ATI Bug with GL_EXT_texture_sRGB?

We’re using GL_EXT_texture_sRGB in a Photoshop plugin and seeing a very strange issue on an ATI 4670 system, which I can only think must be a bug…

We load a texture of modest size using the requested internal format of GL_SRGB_ALPHA. For example, 800 x 700 pixels, which is well below the max texture size OpenGL reports for GL_MAX_TEXTURE_SIZE (== 8192 x 8192).

We’ve found that only when the texture size is larger than the size of the window from which the device context was originally extracted, OpenGL gives us an internal format of GL_RGBA16F, which loses the sRGB processing and leaves our image looking too bright, instead of being properly handled as sRGB via internal format GL_SRGB_ALPHA, which we get successfully with small textures. The current window or viewport size doesn’t matter; the cutoff remains the initial window size.

We tried requesting format GL_SRGB8_ALPHA8, which looks to be identical in function to GL_SRGB_ALPHA, but the problem remains.
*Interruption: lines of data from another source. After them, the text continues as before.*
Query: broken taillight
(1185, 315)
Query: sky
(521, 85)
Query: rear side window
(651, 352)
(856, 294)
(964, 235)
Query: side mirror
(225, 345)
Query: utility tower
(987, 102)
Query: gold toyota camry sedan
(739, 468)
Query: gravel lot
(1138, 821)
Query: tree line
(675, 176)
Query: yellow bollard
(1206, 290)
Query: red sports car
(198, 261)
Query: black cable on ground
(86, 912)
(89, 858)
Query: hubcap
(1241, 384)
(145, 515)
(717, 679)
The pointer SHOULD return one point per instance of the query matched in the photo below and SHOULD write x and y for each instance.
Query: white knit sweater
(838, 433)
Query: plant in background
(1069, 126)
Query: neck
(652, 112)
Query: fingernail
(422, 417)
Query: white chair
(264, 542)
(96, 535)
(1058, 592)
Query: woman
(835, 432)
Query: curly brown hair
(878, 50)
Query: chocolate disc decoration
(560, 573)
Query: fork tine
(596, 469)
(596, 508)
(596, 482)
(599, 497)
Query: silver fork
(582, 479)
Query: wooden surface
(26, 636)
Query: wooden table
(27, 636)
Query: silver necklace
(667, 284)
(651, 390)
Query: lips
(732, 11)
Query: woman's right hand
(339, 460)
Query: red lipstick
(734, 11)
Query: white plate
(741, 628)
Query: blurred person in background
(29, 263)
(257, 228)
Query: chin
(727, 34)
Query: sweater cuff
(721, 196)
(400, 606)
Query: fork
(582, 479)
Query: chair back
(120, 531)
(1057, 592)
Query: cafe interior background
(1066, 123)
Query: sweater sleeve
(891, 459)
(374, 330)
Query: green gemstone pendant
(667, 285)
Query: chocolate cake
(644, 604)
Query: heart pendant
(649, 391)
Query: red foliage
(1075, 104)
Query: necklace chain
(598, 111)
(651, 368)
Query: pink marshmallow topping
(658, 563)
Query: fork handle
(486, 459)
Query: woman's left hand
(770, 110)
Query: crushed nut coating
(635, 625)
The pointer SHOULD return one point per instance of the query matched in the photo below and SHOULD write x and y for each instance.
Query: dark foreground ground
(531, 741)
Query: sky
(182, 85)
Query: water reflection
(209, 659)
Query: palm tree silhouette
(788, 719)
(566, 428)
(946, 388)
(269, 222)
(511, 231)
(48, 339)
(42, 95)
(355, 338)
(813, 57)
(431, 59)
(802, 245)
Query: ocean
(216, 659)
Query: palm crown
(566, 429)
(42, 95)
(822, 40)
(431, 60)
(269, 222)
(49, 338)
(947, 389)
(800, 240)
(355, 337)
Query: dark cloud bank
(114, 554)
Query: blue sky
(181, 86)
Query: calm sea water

Additionally, when we run our software as a plugin to any editor other than Photoshop, the problem goes away. This made us think for a while that we must have a bad pointer or something, but we’ve checked everything out very thoroughly and are now confident that we do not.

The software works fine under the exact same conditions with a nVidia board.

Is specifying GL_SRGB_ALPHA for the desired internal format the best (only) way to get sRGB texture functionality?

We’re looking at making some trial runs during initialization using glTexImage2D(GL_PROXY_TEXTURE_2D… and reading back the internal format, and reducing the texture size until we get the internal format we expect as a generalized solution, in case this kind of bug exists in another form on another system. Does this sound reasonable?

This has me rather worried that the OpenGL realm is full of unexpected bugs, in drivers for cards we don’t have, and we really have no additional funding for our test lab (which has representative video cards from the major vendors, but is by no means exhaustive). How do you handle ensuring your software runs properly on a wide variety of systems? Big beta test groups? Contracting well-funded labs for testing?

Thanks for any insights you’re willing to share.

-Noel

Additionally, when we run our software as a plugin to any editor other than Photoshop, the problem goes away.

Wow. Bugs in OpenGL implementations, I can understand. But unless Photoshop itself is creating that texture, the texture creation functions shouldn’t be different in different applications.

Unless the driver is recognizing Photoshop and using special code for it. Being a popular application, that is not uncommon.

And what ATI driver version are you on?

there is indeed a glitch here. we do detect some internal texture used by photoshop inside the driver in order to improve the quality of the output for 10bit monitor, and change its internal format to rgba16f.

unfortunately, it seems that your texture is being incorrectly detected by our driver :frowning: we will tighten this _enhancement in a future driver.

Thanks, guys. I appreciate the responses.

I’m on Catalyst 10.7 (and I verified it in 10.6 as well). My system and monitor are set to sRGB and I am set to 32 bit color (not sure whether that is the same as the “10 bit monitor” you mentioned).

If it helps, Pierre, we run as a plugin to Photoshop, and a plugin is a DLL, which essentially means we’re running as part of Photoshop, though we’re doing the OpenGL rendering in our own thread we created. If you’d like to contact me for a prototype that reproduces the problem we can arrange something.

NCarboni@ProDigitalSoftware.com

I think we may be in uncommon territory, making OpenGL based plugins, but I’m sure more will be doing so in the future.

For now we have a workaround in that we can break up the image and display it in small pieces (up to 8192 x 512 seems to de-trigger your _enhancement).

-Noel

Pierre, I have sent you test software. Please let me know if you do not get the eMail.